The four were abducted — leading to the deaths of two — during a trip to Mexico that one relative said was for cosmetic surgery.
People leave the U.S. for dental procedures, plastic surgery, cancer treatments and prescription drugs, experts say. Besides Mexico, other common destinations include Canada, India and Thailand.
Here’s a closer look at the practice.
MEDICAL TOURISM GROWING
Medical tourism has been growing in popularity for years, according to Lydia Gan, an economist at the University of North Carolina at Pembroke who studies the practice.
This travel is popular with people who have no health insurance or plans that make them pay thousands of dollars before coverage begins.
Big employers also sometimes send people covered by their insurance to other countries for hip or knee replacements or bariatric surgery. Some also send people to Mexico for expensive prescription drugs.
Cost is a huge factor. Care in countries like Mexico can be more than 50% cheaper than it is in the United States, according to Jonathan Edelheit, CEO of the non-profit Medical Tourism Association, an industry trade group.
And cosmetic surgeries, like tummy tucks that cost thousands of dollars, are largely uncovered by U.S. health insurers.
Patients also sometimes travel because they can get quicker access to some care outside the U.S. They also may want to seek treatment from a doctor who speaks their language or comes from the same culture.
MILLIONS OF TRIPS
The U.S. Centers for Disease Control and Prevention says millions of U.S. residents travel abroad for care annually.

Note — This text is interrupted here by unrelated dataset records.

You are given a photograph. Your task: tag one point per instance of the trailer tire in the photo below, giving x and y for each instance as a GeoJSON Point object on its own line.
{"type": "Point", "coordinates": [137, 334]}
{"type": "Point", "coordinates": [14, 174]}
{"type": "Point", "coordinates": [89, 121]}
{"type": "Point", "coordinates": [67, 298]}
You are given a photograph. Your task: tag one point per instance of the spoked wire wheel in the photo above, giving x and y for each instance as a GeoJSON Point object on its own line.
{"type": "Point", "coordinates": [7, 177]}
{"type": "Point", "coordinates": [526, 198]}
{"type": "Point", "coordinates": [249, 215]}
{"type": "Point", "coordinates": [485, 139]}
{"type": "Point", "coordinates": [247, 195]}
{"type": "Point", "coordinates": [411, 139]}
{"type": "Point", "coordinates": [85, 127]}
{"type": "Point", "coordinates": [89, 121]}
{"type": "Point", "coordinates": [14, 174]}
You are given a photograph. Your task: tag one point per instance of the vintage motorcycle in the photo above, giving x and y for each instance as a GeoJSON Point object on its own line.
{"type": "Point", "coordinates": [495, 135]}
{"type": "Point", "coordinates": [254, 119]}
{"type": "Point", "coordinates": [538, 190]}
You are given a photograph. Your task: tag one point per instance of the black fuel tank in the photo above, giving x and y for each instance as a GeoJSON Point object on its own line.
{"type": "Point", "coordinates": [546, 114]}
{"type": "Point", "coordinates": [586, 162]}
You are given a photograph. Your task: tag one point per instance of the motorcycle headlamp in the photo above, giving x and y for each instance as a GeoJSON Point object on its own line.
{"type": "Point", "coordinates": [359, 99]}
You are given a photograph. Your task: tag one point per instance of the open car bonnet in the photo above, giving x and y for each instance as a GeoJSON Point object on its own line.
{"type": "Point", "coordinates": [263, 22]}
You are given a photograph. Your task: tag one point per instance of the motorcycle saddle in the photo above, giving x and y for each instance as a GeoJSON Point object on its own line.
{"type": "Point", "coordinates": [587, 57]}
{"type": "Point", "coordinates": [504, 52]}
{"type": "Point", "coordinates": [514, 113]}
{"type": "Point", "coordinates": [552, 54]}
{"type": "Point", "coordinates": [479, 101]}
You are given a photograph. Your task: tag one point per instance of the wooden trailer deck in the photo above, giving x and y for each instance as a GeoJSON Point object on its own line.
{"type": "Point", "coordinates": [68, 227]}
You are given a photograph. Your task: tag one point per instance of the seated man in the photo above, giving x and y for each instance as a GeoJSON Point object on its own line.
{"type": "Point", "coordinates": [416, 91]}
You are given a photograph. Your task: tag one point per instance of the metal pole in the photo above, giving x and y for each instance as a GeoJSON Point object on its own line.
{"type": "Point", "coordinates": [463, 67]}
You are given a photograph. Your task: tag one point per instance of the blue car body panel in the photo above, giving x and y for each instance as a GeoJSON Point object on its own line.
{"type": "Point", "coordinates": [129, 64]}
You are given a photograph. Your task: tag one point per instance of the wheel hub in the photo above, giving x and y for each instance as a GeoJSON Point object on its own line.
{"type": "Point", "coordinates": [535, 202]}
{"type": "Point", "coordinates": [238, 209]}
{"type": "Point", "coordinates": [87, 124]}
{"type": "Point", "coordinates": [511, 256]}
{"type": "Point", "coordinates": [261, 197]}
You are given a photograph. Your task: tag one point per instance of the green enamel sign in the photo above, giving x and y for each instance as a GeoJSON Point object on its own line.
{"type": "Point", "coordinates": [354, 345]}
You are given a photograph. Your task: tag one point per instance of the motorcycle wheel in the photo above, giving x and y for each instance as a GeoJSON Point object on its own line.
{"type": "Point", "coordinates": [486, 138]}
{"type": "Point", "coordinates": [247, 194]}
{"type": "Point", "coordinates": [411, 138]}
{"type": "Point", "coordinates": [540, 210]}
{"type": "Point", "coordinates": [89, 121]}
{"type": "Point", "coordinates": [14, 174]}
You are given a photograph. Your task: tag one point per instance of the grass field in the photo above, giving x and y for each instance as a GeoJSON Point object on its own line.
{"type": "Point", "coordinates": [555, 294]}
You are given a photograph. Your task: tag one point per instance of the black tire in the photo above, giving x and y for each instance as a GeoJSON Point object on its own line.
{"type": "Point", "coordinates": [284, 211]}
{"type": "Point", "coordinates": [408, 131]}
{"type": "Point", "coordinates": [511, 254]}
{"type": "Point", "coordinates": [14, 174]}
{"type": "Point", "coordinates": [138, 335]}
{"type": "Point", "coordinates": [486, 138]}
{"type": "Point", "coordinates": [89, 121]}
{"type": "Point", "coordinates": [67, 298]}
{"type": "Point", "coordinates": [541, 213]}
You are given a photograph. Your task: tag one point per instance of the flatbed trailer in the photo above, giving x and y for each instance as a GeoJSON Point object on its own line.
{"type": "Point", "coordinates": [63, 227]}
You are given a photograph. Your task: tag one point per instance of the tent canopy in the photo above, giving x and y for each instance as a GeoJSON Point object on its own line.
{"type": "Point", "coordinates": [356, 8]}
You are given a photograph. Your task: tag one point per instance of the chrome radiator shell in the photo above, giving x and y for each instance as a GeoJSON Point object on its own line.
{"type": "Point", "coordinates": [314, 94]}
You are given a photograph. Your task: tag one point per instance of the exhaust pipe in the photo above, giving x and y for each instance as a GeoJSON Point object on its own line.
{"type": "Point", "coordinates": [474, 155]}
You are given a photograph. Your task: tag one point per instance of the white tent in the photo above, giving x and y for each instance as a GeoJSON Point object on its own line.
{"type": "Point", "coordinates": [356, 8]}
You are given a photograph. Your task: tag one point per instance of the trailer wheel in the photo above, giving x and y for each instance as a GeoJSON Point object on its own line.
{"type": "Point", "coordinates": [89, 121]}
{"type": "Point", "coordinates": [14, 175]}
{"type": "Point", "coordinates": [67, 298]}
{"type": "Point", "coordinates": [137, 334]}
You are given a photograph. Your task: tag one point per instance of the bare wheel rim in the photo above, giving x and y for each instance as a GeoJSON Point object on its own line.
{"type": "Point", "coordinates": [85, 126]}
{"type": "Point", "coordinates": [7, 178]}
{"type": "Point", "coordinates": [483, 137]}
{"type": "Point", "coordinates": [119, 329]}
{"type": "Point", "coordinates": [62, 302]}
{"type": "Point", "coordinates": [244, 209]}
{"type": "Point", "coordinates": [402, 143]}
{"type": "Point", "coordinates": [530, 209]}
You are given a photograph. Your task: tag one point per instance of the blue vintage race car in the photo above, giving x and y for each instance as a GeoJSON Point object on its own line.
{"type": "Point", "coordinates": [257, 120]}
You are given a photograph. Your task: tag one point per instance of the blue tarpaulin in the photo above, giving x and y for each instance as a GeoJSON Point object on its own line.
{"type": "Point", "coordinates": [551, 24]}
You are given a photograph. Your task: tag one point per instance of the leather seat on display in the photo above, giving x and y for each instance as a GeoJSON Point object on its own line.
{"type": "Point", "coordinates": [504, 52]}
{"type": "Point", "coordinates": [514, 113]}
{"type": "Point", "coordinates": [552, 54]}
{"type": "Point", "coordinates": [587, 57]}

Researcher Arturo Bustamante estimates that roughly 400,000 people traveled from the U.S. to Mexico each year for care before COVID-19 hit. The University of California, Los Angeles health policy professor said the number dropped under pandemic stay-at-home orders but then quickly rebounded.
Most of the people visiting Mexico for care are Mexican or Latino immigrants living in the United States, he said.

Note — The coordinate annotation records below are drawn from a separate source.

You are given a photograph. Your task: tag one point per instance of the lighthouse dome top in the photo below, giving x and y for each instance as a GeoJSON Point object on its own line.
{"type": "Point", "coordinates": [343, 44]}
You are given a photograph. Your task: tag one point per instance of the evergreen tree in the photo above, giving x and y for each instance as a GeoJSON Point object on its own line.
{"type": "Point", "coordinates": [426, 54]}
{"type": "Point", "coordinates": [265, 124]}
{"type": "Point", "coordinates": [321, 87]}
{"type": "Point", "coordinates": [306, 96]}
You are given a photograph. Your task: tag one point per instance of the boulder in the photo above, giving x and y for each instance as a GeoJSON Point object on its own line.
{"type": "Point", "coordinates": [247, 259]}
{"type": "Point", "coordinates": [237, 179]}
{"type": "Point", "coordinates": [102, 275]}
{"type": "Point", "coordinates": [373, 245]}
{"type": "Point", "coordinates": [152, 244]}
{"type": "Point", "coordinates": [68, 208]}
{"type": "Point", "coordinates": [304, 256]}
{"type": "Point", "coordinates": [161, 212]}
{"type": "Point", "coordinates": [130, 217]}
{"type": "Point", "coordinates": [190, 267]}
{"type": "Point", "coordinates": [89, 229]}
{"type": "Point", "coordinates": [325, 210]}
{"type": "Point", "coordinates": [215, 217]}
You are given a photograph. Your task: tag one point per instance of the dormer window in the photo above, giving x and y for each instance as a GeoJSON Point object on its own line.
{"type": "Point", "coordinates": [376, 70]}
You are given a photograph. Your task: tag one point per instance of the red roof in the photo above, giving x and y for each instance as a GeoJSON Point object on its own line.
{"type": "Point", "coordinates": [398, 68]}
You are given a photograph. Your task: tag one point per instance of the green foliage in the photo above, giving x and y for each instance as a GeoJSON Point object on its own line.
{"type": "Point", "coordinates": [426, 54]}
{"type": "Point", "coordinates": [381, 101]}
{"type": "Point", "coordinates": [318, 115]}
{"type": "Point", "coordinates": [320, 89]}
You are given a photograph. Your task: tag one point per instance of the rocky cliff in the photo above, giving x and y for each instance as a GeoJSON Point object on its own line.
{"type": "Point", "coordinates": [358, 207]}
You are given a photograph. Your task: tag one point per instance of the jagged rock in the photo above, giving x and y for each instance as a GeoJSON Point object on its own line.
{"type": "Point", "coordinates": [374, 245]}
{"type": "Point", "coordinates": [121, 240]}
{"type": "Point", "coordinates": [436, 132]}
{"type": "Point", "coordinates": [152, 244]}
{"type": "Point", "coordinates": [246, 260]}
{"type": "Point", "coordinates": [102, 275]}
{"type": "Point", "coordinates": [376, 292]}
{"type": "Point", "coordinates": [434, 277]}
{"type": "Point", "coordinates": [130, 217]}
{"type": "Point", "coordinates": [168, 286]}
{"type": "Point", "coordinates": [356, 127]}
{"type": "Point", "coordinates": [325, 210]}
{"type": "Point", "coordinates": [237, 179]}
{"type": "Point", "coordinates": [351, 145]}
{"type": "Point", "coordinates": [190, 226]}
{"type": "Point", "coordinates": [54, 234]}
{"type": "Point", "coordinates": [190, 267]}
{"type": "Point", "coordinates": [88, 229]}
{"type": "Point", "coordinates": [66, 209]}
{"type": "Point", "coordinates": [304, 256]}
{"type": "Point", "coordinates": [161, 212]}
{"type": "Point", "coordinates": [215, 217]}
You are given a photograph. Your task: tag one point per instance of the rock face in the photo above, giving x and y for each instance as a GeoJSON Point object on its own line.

Non-Latino patients mainly cross the border for dental work, to buy prescription drugs or receive care like plastic surgery or some cancer treatments not covered in the U.S.

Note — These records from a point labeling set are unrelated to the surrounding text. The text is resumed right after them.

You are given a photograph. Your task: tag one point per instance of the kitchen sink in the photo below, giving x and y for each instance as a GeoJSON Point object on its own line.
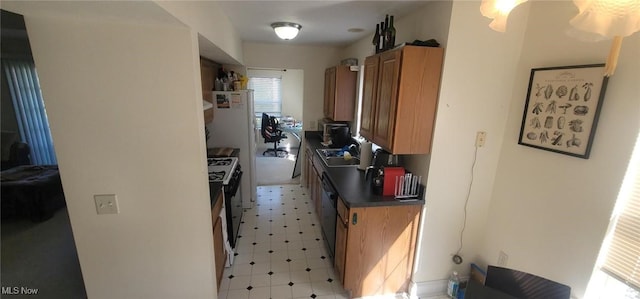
{"type": "Point", "coordinates": [340, 161]}
{"type": "Point", "coordinates": [334, 158]}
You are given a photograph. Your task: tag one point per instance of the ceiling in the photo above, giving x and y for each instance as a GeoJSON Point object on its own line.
{"type": "Point", "coordinates": [323, 22]}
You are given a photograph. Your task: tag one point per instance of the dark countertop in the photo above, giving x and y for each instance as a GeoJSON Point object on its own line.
{"type": "Point", "coordinates": [350, 182]}
{"type": "Point", "coordinates": [214, 190]}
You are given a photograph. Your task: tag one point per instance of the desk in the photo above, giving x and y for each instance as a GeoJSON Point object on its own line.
{"type": "Point", "coordinates": [31, 191]}
{"type": "Point", "coordinates": [295, 131]}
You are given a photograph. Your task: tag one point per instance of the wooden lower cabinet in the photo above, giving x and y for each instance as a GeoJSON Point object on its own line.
{"type": "Point", "coordinates": [218, 241]}
{"type": "Point", "coordinates": [375, 248]}
{"type": "Point", "coordinates": [342, 231]}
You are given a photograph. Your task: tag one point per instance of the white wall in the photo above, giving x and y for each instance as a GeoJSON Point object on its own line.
{"type": "Point", "coordinates": [125, 110]}
{"type": "Point", "coordinates": [549, 211]}
{"type": "Point", "coordinates": [218, 39]}
{"type": "Point", "coordinates": [475, 92]}
{"type": "Point", "coordinates": [311, 60]}
{"type": "Point", "coordinates": [470, 101]}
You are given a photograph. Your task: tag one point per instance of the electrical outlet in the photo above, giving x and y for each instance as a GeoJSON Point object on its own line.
{"type": "Point", "coordinates": [502, 258]}
{"type": "Point", "coordinates": [106, 204]}
{"type": "Point", "coordinates": [481, 137]}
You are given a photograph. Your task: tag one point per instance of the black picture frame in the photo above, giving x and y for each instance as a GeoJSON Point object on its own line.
{"type": "Point", "coordinates": [562, 108]}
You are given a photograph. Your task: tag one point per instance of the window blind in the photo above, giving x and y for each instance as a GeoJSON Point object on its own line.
{"type": "Point", "coordinates": [622, 261]}
{"type": "Point", "coordinates": [267, 95]}
{"type": "Point", "coordinates": [30, 111]}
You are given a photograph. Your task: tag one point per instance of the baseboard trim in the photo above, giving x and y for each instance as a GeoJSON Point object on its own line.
{"type": "Point", "coordinates": [426, 289]}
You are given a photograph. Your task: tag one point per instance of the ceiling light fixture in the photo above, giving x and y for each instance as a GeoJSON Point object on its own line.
{"type": "Point", "coordinates": [608, 19]}
{"type": "Point", "coordinates": [286, 30]}
{"type": "Point", "coordinates": [498, 10]}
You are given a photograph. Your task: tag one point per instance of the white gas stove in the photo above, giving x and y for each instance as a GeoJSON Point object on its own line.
{"type": "Point", "coordinates": [222, 169]}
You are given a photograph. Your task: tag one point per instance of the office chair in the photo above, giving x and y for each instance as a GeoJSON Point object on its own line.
{"type": "Point", "coordinates": [272, 134]}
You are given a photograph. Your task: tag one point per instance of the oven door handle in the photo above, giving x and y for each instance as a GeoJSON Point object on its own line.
{"type": "Point", "coordinates": [233, 191]}
{"type": "Point", "coordinates": [328, 188]}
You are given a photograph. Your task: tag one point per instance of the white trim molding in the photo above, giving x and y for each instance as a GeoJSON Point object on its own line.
{"type": "Point", "coordinates": [428, 289]}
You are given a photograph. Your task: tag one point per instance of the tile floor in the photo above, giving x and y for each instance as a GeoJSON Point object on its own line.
{"type": "Point", "coordinates": [280, 252]}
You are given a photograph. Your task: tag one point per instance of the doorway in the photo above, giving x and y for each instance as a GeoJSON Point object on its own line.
{"type": "Point", "coordinates": [278, 93]}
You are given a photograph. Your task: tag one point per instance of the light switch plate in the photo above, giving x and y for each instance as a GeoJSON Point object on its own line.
{"type": "Point", "coordinates": [106, 204]}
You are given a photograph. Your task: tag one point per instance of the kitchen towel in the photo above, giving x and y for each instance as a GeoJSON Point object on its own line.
{"type": "Point", "coordinates": [365, 155]}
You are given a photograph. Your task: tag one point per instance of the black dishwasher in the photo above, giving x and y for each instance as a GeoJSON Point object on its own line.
{"type": "Point", "coordinates": [329, 214]}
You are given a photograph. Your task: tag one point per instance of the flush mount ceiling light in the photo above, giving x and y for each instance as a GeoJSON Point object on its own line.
{"type": "Point", "coordinates": [498, 10]}
{"type": "Point", "coordinates": [602, 19]}
{"type": "Point", "coordinates": [608, 19]}
{"type": "Point", "coordinates": [286, 30]}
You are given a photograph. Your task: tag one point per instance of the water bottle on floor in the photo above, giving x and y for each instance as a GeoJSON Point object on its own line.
{"type": "Point", "coordinates": [453, 285]}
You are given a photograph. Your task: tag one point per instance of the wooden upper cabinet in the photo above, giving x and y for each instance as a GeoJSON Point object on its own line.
{"type": "Point", "coordinates": [387, 98]}
{"type": "Point", "coordinates": [339, 93]}
{"type": "Point", "coordinates": [369, 90]}
{"type": "Point", "coordinates": [401, 91]}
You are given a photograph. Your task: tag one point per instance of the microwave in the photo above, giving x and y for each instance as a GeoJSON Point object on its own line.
{"type": "Point", "coordinates": [325, 125]}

Patients can take steps to lessen risks of receiving care in another country.
They should heed U.S. government travel alerts about their intended destinations, Edelheit said.
Trip safety also can be enhanced if a medical tourism agent works with the patient, Gan noted. Hospitals or care providers often will have someone pick patients up at the airport and take them to their doctor appointment or hotel.
Patients also should do research on care quality before looking at prices, Edelheit said. They should learn where their potential doctor received training and look for any accreditations or certifications.
“They really need to make sure they are going with the best of the best,” he said.
The risk for patients may not end after the procedure. If someone has complications after returning home, it may be hard for their U.S. doctor to learn the details about the care received during a trip.
Patients also may find it difficult to sue their doctor or hospital in Mexico, Bustamante said.
“Navigating the system is usually complicated,” he said.